Sie sollten sich zu ihrem eigenen Schutz die Frage stellen, ob es für ihre Gesundheit nicht besser wäre, wenn sie 3 x wöchentlich oder auch mehr, auf ihrem Niveau eine Stunde – wenn sie wollen auch anspruchsvoll „schnell“ – durch den Wald laufen. Es ist die Wette um den Kasten Bier nicht wert ihre Gesundheit auch weiterhin aufs Spiel zu setzen.

Man darf aber auch die schon oft gestellte Frage noch einmal wiederholen welche Verantwortung die Veranstalter ob der ungewöhnlichen Herausforderungen an Ausdauer und Kraft sie für die Gesundheit der Teilnehmer übernehmen. Dafür reicht, wie im Falle des Tagebaulaufs, der Veranstalter - Qualitätsbegriff „Klaus Malorny, der ehemalige Ironman“, doch nicht aus.

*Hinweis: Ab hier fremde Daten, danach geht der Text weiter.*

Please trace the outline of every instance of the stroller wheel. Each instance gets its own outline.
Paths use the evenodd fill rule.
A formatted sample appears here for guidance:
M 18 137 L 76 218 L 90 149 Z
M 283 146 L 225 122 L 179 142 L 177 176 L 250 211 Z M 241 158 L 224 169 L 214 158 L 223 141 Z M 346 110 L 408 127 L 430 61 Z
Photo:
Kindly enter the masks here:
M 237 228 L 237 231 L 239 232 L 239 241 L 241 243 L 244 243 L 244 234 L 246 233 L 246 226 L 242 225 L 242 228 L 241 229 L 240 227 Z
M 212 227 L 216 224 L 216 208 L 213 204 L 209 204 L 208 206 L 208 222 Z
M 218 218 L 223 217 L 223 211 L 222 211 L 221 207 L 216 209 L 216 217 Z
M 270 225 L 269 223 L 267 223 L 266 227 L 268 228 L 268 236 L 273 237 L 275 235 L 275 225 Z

Auch an die Marathon-Veranstalter und das Referat Lauf - Breitensport beim DLV kann man bei dieser Gelegenheit noch einmal appellieren über ihre Verantwortung in dieser Hinsicht, nicht nur für die Senioren, ein zweites Mal nachzudenken. Sind nicht auch für solche Veranstaltungen Genehmigungen erforderlich? Es war sicher nicht das Anliegen derjenigen die die ersten leichtathletischen Laufdisziplinen vor 100 oder mehr Jahren veranstalteten, dass eines Tages die für solche Herausforderungen in der Regel ungenügend Vorbereiteten ihre Gesundheit aufs Spiel setzen und dem Spitzensport die Show stehlen.